I feel your pain. Earlier in the season, my little garden was infested with pepper maggots. It was awful - my best plants.
I researched all the available remedies, but concluded there was none. The flies deposit the eggs into the flesh of your pods earlier in the season, in what then looks like a whitened round-ish spot maybe 1 to 3 mm in radius. Those eggs then hatch on the inside of the pods and turn into maggots, which then eat the insides and eventually dig out through a hole. By the time you see the rot spot where the egg laying took place, or a hole where they crawled out, it is way, way, WAY too late. Like a month after the fact. The maggots are already inside the pods eating them. Which is somewhat unappetizing.

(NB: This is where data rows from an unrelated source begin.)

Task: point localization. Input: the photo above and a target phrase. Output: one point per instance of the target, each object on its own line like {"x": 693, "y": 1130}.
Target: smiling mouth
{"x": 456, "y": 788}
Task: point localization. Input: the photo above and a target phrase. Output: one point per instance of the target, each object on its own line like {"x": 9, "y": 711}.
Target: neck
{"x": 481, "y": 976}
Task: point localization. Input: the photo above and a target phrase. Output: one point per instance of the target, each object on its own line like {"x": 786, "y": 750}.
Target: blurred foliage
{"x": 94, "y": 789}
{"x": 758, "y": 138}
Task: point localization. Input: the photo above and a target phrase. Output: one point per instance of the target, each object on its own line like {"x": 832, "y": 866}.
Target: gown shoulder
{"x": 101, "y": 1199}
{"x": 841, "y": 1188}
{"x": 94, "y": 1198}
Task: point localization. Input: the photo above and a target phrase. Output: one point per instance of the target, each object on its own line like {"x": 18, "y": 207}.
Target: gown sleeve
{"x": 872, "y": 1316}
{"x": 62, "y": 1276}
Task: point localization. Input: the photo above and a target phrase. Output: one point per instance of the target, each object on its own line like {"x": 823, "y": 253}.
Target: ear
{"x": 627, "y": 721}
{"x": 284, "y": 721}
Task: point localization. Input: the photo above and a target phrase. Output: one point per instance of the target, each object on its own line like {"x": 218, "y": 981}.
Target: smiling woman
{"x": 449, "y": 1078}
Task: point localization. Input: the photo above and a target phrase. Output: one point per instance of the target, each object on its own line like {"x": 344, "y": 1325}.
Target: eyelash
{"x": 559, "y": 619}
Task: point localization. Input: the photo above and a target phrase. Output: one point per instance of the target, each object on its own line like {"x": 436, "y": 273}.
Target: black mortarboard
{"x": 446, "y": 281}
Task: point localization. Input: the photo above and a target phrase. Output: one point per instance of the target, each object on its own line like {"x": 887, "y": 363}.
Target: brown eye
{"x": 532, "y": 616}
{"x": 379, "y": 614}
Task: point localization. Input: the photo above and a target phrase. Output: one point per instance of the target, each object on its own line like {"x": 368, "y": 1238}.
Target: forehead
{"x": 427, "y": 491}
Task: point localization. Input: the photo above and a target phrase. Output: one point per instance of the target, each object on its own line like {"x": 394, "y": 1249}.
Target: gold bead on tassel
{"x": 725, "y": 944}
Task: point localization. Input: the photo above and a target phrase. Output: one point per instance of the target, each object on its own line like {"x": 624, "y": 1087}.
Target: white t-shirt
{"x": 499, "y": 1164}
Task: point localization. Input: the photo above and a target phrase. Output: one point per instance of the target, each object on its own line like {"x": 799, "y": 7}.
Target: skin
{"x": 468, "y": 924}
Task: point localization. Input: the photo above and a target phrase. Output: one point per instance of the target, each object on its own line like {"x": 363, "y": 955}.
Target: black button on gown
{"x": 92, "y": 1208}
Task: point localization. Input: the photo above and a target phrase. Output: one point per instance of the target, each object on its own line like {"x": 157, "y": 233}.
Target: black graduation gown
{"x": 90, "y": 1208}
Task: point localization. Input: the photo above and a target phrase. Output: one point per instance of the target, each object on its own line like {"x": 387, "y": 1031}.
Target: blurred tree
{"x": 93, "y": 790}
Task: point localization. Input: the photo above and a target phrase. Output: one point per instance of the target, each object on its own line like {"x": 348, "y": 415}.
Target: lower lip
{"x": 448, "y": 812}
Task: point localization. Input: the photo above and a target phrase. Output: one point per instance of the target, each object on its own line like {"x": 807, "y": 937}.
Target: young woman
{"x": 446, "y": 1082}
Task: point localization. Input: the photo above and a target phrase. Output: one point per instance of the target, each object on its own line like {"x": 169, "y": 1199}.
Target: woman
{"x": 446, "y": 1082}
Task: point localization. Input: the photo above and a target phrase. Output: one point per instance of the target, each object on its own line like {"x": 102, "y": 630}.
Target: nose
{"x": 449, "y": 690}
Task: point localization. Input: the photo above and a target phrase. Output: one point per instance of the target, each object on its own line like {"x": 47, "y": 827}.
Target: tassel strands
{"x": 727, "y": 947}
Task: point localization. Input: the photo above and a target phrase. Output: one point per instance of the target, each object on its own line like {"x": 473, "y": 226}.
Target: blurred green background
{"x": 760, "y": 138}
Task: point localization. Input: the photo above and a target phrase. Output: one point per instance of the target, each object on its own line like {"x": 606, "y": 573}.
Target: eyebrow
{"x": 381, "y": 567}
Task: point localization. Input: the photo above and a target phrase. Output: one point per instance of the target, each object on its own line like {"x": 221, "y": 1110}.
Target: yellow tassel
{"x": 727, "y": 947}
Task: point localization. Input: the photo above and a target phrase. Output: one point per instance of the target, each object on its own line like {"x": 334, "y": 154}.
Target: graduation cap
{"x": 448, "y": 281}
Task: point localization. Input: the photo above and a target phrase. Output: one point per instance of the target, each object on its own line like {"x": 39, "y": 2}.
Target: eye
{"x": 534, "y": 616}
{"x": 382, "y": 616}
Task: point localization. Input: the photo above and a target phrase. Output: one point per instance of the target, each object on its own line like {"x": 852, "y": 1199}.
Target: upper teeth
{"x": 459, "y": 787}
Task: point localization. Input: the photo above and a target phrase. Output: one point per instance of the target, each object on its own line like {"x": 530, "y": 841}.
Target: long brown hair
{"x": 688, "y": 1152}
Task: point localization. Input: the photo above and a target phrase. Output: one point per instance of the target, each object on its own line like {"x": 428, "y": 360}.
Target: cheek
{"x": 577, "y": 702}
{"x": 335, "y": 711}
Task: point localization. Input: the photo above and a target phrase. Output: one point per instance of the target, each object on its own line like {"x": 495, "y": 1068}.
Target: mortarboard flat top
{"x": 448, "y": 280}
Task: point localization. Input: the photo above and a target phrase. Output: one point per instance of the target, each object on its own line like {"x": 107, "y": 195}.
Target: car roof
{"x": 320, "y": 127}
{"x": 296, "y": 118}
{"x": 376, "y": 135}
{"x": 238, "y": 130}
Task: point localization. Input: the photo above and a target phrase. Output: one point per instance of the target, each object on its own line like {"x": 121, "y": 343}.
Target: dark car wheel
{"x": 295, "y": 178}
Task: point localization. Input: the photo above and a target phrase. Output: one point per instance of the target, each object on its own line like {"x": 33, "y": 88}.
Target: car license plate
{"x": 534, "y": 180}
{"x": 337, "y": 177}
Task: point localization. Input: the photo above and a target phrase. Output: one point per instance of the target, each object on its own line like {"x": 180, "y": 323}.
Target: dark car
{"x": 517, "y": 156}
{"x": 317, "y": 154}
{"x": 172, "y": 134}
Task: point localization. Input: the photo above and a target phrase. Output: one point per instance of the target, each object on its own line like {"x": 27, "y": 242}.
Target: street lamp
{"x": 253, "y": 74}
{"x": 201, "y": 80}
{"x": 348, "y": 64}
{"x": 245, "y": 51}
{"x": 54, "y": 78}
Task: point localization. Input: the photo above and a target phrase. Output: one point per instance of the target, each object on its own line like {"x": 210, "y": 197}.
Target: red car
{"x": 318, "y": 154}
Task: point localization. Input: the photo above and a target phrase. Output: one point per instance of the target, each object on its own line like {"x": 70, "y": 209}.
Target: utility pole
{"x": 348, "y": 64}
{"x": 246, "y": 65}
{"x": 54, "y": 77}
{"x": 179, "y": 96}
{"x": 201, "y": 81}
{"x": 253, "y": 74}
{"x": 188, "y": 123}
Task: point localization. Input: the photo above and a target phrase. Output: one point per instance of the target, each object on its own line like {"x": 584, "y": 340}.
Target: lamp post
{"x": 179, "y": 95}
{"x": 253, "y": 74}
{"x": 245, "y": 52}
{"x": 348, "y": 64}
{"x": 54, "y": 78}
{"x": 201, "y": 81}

I think Sevin or other deterrent/extermination strategies must be implemented in the late June - early July timeframe to keep the flies from depositing the eggs in the first place. By the time they've done so, it is too late.
I threw out the affected pods, but it was only about 1/3 of some plants, and they eventually grew more pods. I am sorry to hear so many of yours are affected.
The most salient point may be that to add insult to injury, the maggots fall to the soil and burrow in and create nests from which next year's flies will emerge to deposit eggs. So basically, below your ruined plants is the next generation of maggots getting ready for the 2011 season. To whatever extent possible, the soil must be replaced or sterlized, or it's gonna be the same sorry drill next year.